生殖医療(不妊治療)では、排卵誘発剤を使うことがあります。

タイミング法や人工授精(AIH)などの一般生殖医療では、排卵が出来ない場合、排卵が不規則(=月経不順)、また自然に排卵できていても、エストロゲン(E2)が十分に高くならない場合などに、クロミッドレトロゾールなどの内服薬の排卵誘発剤を、また、内服薬の効果が乏しい場合、注射剤の排卵誘発剤を用いることがあります。

また、体外受精など、高度生殖医療では、妊娠率向上のため、注射による排卵誘発剤をよく用います。

さて、不妊治療で排卵誘発剤を使ったから、たくさん排卵し、その結果卵子が早くなくなり、閉経が早まってしまった、あるいは閉経が早くなるのでは?と言った質問、よく受けます。

本当にたくさん排卵すると卵子がなくなってしまうのでしょうか。

AFC、胞状卵胞数
(超音波写真は、当該患者様の許可を得て掲載しています)

これは、月経中の卵巣の超音波写真で、黄色い矢印で示している先の黒い袋が、胞状卵胞といって、この月経周期に準備されている卵胞です。

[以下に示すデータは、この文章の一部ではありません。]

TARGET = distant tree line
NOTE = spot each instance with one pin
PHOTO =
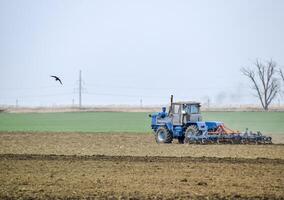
(266, 79)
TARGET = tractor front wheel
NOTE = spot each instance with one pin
(163, 135)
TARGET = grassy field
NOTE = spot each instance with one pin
(268, 122)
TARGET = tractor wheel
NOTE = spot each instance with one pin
(181, 140)
(191, 130)
(163, 135)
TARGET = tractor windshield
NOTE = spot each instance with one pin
(192, 109)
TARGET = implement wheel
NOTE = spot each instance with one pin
(162, 135)
(190, 131)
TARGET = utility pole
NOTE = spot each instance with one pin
(141, 103)
(80, 89)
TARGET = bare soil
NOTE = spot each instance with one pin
(124, 166)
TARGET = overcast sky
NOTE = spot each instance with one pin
(132, 50)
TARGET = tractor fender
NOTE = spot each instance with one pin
(201, 126)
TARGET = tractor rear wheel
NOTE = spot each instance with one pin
(163, 135)
(191, 130)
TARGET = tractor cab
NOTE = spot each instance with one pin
(185, 112)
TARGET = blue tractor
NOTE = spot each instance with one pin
(184, 122)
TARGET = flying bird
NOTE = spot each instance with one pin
(57, 79)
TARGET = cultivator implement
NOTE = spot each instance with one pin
(224, 135)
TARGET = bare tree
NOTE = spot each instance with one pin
(265, 82)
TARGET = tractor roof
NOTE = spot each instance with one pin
(186, 102)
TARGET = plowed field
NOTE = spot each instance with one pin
(124, 166)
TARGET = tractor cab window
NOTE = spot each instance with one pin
(176, 109)
(191, 109)
(194, 109)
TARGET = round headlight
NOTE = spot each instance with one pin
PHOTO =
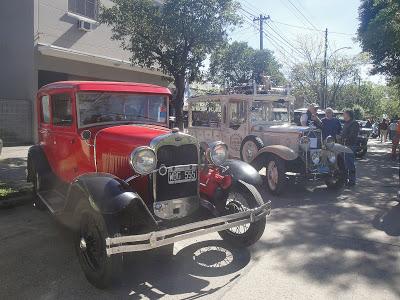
(143, 160)
(218, 153)
(315, 158)
(329, 142)
(331, 157)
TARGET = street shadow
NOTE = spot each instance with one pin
(212, 258)
(389, 221)
(332, 237)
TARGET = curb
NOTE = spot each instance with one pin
(15, 201)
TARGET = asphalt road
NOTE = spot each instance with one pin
(317, 245)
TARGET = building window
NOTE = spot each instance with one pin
(86, 8)
(45, 115)
(62, 110)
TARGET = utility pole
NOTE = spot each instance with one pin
(261, 19)
(325, 96)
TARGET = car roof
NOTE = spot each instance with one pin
(107, 86)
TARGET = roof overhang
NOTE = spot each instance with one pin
(76, 55)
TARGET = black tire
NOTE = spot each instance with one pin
(258, 143)
(39, 184)
(101, 270)
(275, 164)
(240, 199)
(361, 152)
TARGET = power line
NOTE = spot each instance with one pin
(308, 28)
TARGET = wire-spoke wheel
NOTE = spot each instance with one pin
(100, 270)
(239, 200)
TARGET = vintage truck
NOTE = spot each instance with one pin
(258, 129)
(109, 168)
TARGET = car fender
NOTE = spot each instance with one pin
(241, 171)
(283, 152)
(109, 196)
(339, 148)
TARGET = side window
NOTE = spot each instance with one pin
(206, 113)
(237, 114)
(45, 113)
(61, 106)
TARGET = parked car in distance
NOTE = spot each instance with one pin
(108, 167)
(258, 130)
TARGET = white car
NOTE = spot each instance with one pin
(258, 129)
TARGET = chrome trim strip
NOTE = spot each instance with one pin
(168, 236)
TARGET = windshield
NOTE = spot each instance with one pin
(267, 111)
(104, 108)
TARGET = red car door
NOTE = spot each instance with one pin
(63, 135)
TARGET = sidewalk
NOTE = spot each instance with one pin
(13, 170)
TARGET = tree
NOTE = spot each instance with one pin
(379, 34)
(307, 76)
(175, 36)
(238, 63)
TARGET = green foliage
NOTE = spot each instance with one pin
(238, 63)
(359, 112)
(379, 34)
(175, 37)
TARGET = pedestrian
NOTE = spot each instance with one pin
(392, 129)
(383, 127)
(310, 117)
(330, 124)
(395, 141)
(349, 139)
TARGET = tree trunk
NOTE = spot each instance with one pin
(178, 101)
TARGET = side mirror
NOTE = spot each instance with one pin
(86, 135)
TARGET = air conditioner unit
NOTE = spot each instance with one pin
(84, 25)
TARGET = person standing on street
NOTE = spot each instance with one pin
(310, 117)
(383, 129)
(330, 125)
(395, 141)
(392, 129)
(349, 139)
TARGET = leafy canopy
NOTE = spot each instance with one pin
(379, 34)
(238, 63)
(175, 36)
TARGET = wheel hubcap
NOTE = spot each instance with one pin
(82, 244)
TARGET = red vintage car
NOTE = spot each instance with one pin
(108, 167)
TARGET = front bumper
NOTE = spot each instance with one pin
(133, 243)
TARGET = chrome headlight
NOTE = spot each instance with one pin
(332, 157)
(143, 160)
(305, 143)
(315, 158)
(218, 153)
(329, 142)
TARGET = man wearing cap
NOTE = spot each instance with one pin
(330, 125)
(310, 117)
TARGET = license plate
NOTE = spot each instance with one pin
(182, 174)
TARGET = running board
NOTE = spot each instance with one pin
(54, 200)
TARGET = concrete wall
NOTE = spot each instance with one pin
(17, 76)
(56, 27)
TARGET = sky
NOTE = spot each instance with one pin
(308, 17)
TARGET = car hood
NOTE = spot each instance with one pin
(281, 128)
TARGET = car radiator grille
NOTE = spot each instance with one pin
(174, 156)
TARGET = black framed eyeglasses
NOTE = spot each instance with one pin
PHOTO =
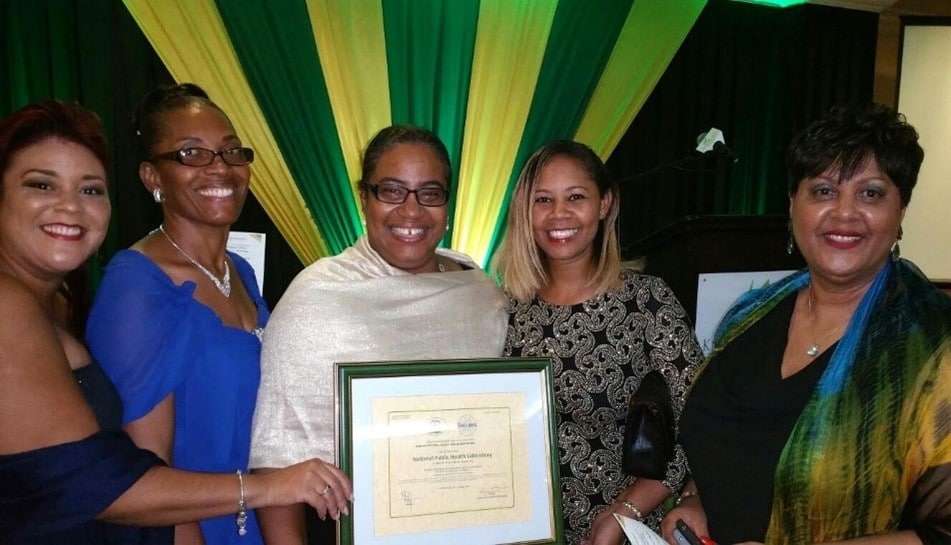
(393, 193)
(201, 157)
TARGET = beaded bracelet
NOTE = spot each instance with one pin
(684, 496)
(633, 508)
(241, 517)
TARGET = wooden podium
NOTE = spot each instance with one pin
(694, 245)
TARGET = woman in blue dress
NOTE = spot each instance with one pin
(68, 473)
(176, 322)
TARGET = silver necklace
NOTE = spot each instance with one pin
(223, 285)
(813, 349)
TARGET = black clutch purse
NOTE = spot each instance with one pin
(649, 430)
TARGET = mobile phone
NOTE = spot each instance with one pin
(684, 535)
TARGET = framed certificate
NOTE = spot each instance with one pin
(453, 451)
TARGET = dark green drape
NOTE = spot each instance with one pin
(307, 132)
(93, 52)
(429, 71)
(579, 45)
(757, 73)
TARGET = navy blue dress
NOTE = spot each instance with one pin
(52, 495)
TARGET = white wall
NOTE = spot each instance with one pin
(924, 97)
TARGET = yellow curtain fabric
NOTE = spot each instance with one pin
(352, 48)
(500, 97)
(191, 41)
(653, 31)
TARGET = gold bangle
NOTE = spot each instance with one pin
(684, 496)
(633, 508)
(241, 517)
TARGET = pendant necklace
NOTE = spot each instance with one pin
(223, 285)
(813, 349)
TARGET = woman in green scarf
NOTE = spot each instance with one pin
(824, 412)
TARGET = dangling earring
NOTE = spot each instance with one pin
(896, 251)
(791, 242)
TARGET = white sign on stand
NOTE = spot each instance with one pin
(716, 293)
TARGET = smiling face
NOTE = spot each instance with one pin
(846, 230)
(566, 212)
(54, 208)
(209, 195)
(406, 234)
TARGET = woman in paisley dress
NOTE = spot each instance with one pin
(604, 325)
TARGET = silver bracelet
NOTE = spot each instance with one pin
(684, 496)
(241, 517)
(633, 508)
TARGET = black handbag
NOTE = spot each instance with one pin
(649, 430)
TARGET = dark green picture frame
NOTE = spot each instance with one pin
(349, 375)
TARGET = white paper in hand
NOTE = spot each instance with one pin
(637, 532)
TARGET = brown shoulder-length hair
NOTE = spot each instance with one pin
(519, 263)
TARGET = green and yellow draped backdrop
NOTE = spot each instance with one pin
(308, 82)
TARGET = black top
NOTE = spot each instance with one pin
(737, 420)
(101, 395)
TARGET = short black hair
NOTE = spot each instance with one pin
(848, 136)
(395, 135)
(158, 101)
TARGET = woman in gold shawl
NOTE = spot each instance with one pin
(392, 296)
(822, 414)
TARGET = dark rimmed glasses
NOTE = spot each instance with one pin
(201, 157)
(394, 193)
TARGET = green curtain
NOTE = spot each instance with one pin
(436, 70)
(275, 45)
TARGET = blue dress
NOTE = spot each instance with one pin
(50, 496)
(154, 339)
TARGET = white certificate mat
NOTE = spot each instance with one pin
(716, 293)
(451, 458)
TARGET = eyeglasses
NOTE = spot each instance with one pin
(393, 193)
(201, 157)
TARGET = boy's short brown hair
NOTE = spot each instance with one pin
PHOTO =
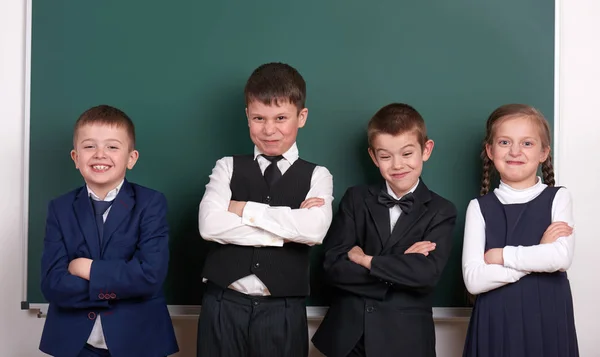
(395, 119)
(105, 115)
(274, 82)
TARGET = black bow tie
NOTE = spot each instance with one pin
(405, 203)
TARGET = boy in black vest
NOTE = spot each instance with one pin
(263, 212)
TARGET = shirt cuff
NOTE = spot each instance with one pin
(509, 254)
(253, 212)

多囊胞性卵巣では左右あわせて数十個みられることもあり、また卵巣機能が低下してくると、1〜2個の場合もあります。
AMHが高いと胞状卵胞数は多く、AMHが低いと少なくなります。

皆さんが1ヶ月に1個排卵するのは、このうちの一つで、排卵しなかった胞状卵胞は次の周期までになくなり、次の周期ではまた新たな胞状卵胞が準備されます。

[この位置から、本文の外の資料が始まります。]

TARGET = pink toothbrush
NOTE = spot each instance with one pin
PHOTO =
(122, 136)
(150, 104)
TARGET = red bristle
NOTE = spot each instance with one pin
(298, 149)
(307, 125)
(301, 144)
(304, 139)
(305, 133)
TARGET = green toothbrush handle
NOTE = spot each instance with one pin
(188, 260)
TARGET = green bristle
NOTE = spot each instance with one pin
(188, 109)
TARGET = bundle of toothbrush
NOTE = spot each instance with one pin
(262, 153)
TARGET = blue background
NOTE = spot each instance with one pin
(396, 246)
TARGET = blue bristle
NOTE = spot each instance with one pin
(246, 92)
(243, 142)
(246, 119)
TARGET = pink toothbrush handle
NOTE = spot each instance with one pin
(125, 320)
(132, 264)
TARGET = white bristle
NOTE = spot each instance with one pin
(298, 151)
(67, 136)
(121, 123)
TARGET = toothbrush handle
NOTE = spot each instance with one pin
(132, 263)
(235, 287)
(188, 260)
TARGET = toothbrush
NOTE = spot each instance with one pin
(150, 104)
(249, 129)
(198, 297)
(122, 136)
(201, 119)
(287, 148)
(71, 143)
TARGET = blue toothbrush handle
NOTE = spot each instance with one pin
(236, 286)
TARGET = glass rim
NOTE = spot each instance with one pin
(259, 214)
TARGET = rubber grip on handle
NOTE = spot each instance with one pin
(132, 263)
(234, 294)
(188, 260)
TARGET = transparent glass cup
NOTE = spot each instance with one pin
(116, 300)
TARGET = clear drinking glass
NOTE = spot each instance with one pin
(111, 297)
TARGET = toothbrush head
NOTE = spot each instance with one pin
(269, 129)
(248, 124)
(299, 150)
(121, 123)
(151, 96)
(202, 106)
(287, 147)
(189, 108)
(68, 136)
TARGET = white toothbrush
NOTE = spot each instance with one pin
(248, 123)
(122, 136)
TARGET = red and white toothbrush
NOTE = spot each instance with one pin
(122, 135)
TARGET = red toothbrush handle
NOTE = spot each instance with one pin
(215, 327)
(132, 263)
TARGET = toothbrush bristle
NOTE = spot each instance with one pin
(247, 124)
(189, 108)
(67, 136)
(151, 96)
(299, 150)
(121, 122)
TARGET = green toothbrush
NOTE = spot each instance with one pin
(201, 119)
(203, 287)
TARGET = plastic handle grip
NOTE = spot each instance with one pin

排卵誘発剤を使うと、この排卵しない卵胞を育てることになり、複数の卵胞ができます。

つまり、排卵誘発剤はもともと排卵せずに消費される卵胞も育てているので、たくさん排卵したからといって、卵胞が過剰に消費されることにはならず、その結果、閉経が早まってしまうと言うことにもならないのです。